“So also My heavenly Father will deal with every one of
you if you do not freely forgive your brother from your heart his offenses.
”—Matthew
18:35
Conflict is a part of life. It may originate from
misunderstandings, a difference of opinion, or deep convictions. But discord
often stems from envy, pride, or hunger for power.
Scripture records an account of a man, Jonah, who was in conflict with himself, God, and the people
that God wanted to save. God spoke to
Jonah to go to the city of Nineveh and warn the people of their wickedness
because He was seeking to turn them from destruction; however, Jonah did not
want to go because he knew that His God was merciful, and he did not want God to
show mercy upon the enemies of his people.

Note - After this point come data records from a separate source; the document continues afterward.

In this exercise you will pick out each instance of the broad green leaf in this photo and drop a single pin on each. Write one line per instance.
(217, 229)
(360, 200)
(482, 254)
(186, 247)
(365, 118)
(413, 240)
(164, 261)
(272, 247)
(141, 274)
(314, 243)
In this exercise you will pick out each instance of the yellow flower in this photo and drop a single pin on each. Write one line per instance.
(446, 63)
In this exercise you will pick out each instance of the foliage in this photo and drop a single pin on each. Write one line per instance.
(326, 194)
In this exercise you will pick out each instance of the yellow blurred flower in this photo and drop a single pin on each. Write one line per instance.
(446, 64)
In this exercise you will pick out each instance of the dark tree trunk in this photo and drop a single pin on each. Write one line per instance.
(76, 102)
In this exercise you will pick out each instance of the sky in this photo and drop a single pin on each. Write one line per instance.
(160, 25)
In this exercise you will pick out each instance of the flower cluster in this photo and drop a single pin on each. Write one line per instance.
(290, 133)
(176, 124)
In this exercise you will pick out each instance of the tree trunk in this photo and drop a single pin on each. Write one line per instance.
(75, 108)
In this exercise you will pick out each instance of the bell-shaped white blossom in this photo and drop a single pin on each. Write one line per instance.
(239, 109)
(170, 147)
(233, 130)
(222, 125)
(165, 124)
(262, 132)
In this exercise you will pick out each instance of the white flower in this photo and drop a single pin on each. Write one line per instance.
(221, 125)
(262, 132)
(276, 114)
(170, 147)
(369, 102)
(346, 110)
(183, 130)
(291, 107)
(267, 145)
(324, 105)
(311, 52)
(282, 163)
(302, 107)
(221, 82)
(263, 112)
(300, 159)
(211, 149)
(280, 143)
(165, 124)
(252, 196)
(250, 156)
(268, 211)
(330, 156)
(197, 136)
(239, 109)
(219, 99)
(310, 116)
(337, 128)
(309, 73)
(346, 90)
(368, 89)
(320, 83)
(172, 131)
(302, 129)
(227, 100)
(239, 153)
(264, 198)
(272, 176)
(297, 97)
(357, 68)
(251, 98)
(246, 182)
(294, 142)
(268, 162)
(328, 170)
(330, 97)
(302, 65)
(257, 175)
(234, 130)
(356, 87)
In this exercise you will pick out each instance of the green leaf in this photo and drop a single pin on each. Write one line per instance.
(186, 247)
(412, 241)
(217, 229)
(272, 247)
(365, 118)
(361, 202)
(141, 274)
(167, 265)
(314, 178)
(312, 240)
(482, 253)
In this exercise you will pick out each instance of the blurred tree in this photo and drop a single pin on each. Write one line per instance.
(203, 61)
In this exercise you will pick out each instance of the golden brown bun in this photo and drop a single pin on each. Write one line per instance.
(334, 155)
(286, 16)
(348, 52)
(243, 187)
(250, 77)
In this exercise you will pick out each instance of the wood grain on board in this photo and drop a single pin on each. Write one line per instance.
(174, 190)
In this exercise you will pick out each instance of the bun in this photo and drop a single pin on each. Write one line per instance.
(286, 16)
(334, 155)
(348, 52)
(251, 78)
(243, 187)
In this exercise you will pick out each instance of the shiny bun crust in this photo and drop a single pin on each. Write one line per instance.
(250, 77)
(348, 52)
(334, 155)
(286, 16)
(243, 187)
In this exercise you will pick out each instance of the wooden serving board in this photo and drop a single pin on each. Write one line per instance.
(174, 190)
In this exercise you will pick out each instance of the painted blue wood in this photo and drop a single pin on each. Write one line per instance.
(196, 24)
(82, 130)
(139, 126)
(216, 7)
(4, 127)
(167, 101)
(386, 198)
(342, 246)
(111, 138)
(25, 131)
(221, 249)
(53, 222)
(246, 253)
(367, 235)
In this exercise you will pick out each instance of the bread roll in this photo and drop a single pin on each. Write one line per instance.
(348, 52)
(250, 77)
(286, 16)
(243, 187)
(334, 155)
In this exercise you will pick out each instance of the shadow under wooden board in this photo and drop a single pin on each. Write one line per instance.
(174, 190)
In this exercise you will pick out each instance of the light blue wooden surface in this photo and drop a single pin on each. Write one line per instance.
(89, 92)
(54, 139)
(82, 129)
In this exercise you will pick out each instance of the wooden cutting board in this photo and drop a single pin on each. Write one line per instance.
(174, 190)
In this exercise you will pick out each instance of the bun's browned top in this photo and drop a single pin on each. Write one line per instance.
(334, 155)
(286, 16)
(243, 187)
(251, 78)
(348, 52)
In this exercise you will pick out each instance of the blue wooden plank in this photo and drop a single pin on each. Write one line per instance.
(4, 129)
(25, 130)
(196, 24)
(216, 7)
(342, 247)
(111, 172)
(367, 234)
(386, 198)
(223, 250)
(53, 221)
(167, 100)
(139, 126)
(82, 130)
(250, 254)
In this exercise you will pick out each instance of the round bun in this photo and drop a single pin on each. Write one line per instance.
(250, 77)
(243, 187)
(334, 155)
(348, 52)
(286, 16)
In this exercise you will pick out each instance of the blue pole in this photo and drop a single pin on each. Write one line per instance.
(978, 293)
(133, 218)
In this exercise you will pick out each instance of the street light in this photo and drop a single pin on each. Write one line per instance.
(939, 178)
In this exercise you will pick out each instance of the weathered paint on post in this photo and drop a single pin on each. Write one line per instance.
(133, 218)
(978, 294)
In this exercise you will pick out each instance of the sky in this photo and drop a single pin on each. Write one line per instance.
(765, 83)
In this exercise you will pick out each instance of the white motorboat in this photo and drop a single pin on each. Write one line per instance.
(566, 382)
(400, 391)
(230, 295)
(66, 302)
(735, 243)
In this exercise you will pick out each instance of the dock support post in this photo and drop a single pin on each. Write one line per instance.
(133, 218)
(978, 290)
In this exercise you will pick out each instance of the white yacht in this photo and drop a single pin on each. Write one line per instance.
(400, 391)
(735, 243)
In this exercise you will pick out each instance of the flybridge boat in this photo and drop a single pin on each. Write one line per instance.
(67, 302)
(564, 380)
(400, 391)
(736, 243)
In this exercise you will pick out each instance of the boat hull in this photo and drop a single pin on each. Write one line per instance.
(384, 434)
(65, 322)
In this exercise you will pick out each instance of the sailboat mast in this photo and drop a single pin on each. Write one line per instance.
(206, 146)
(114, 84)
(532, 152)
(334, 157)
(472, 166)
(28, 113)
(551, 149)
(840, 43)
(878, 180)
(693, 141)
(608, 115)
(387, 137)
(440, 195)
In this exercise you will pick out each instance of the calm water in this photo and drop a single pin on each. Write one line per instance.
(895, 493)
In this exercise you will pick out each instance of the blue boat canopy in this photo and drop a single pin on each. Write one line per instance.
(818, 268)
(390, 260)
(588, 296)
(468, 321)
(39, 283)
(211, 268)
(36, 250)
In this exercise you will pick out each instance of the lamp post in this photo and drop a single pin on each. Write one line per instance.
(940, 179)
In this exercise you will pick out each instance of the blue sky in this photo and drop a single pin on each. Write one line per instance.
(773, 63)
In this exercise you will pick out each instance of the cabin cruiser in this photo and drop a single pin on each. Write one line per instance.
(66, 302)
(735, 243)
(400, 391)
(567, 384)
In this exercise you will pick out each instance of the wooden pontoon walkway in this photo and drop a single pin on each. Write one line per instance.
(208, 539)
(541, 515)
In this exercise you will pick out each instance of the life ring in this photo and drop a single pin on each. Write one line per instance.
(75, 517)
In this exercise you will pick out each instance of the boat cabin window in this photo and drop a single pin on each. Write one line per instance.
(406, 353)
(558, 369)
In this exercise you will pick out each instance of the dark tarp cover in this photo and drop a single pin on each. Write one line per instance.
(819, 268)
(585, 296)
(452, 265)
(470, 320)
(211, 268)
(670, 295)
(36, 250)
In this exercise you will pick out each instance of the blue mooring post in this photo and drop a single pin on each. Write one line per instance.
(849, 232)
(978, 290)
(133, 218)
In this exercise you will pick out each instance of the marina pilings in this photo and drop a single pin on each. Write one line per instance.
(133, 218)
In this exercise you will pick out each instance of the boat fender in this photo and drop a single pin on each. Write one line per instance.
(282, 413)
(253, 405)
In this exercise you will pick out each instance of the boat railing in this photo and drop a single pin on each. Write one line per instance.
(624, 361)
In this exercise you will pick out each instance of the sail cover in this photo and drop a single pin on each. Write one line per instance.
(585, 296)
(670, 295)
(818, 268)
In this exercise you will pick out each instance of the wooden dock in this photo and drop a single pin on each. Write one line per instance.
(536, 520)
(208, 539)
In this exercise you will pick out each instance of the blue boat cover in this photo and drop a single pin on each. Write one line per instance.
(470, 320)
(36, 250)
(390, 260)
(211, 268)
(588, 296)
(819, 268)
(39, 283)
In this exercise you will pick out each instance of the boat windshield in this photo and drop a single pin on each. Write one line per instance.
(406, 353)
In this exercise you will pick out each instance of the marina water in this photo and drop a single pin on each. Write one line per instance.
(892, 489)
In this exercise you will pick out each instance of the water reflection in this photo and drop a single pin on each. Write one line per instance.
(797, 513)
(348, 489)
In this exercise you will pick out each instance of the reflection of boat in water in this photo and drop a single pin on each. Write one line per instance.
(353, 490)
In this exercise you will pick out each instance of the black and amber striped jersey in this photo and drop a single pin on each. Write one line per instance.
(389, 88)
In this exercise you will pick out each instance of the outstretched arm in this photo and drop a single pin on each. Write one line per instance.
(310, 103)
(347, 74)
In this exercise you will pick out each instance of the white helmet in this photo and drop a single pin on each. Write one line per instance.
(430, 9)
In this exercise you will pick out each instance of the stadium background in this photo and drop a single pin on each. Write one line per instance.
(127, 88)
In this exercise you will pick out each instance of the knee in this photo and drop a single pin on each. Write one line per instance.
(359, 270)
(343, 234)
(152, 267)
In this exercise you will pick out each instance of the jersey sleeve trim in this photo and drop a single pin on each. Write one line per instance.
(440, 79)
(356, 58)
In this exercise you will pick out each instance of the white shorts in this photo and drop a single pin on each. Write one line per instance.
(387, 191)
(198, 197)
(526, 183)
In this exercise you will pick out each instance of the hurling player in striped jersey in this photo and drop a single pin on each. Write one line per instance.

Jonah wanted them destroyed; but it would be unlike God to fail or
refuse to warn mankind of coming destruction and give them an opportunity to
avoid it. So, he fled from the presence
of God and the place where He had told him to go, thinking no doubt, that if he
did not warn Nineveh, God would destroy the inhabitants. Jonah’s disobedience caused the lives of a
ship full of people to be put into jeopardy; he spent three days and nights in
the belly of a big fish before he called out for relief from God. God responded to his cries, delivered him
from the fish and for a second time, instructed him to go to Nineveh. Jonah went and delivered God’s message to the
people; however, he remained a victim of
bitterness and anger because God chose to have mercy upon his enemies
(Jonah).
We can learn some lessons from Jonah and his experience with conflict. First, never run away from conflict—even if you do not think that God sees what is going on He is always present. Sadly, many people have an unhealthy reaction to disagreement. Some repress difficulty, ignoring the issue or pretending it does not exist. Others place blame while defending themselves. Second, recognize that you are not able to control the other person’s response to conflict; you are accountable only for how you handle it.
Negative responses to conflict
often indicate one of three underlying scenarios. First, past hurt can leave a
person emotionally insecure and unable to handle criticism. Second, a perfectionist sets such high
benchmarks that she or he can never live up to her or his own standards—then it
is hard to acknowledge mistakes. Finally,
pride makes it hard for some people to admit when they are wrong or to ask
forgiveness.
In the parable of the Unmerciful Servant, we see what can
happen to someone who does not give forgiveness.
Unless we respond correctly to conflict, we limit our potential to grow, because we are not learning what the Lord is teaching. Also, we develop an unforgiving spirit, which leads to bitterness and resentment. Eventually, such an attitude can destroy relationships.
By following the example of our Savior, we learn that there is a positive way to handle conflict. The Scripture reveals how our Savior responded when He was wrongly accused, unfairly judged, and killed for something He did not do. Jesus prayed, “Father, forgive them; for they do not know what they are doing” (Luke 23:34).
How do you deal with accusations, criticism and conflict? Forgiveness is the only response that will keep you from becoming a victim of bitterness.